NFT
An NFT (Non-Fungible Token) is a unique digital asset recorded on a blockchain whose ownership and transaction history are verifiable and cannot be duplicated, distinguishing it from interchangeable (fungible) tokens like Bitcoin or Ethereum.
Fungibility means that one unit of an asset is interchangeable with another unit of the same asset — one dollar is worth exactly the same as another dollar; one Bitcoin is worth exactly the same as any other Bitcoin. Non-fungibility means each token is unique. NFTs use blockchain technology to record a token's unique identifier, metadata, and the full history of who has owned it, creating digital scarcity and provable ownership for the first time in the history of digital assets.
NFTs are most commonly built on the Ethereum blockchain using the ERC-721 token standard, though alternatives such as ERC-1155 (which allows both fungible and non-fungible tokens in a single contract) and NFT standards on Solana and other chains are also widely used. The NFT itself is typically a pointer to metadata stored off-chain (on IPFS or a centralized server) that describes the associated digital file — an image, video, audio clip, game item, or other digital content.

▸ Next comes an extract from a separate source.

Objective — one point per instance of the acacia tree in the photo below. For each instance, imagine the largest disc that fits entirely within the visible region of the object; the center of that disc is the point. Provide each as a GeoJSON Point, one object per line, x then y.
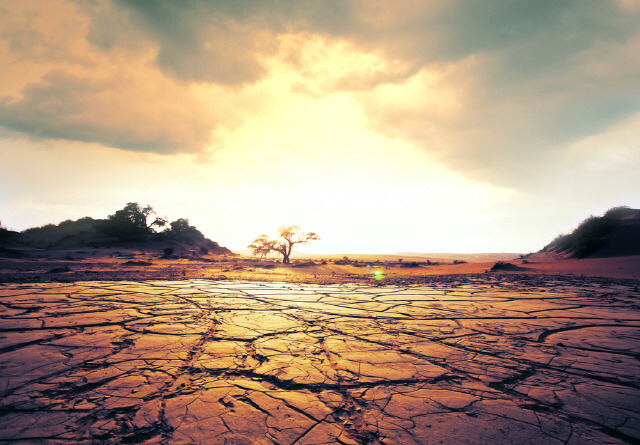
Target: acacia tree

The NFT boom of 2021 saw profile-picture collections like CryptoPunks and Bored Ape Yacht Club trade for prices ranging from tens of thousands to millions of dollars, driven by a combination of speculation, community membership value, and the novelty of verifiable digital ownership. Trading volume on platforms like OpenSea reached billions of dollars per month at the peak.
Beyond digital art and collectibles, NFTs have been applied to event ticketing (to prevent counterfeiting and enable verified resale), gaming (representing in-game items with real-world tradability), music royalties (allowing fans to co-own a share of streaming income), and real-world asset tokenization (representing fractional ownership of physical assets on-chain).
The market for NFTs is highly speculative and illiquid. Most NFT collections have seen their prices decline dramatically from 2021-2022 peaks, and many have become effectively worthless as trading interest evaporated. Buyers carry the risk that the smart contract's metadata link breaks, the platform hosting the art shuts down, or demand collapses. Regulatory classification of NFTs — whether as securities, collectibles, or something else — is still being determined by U.S. authorities.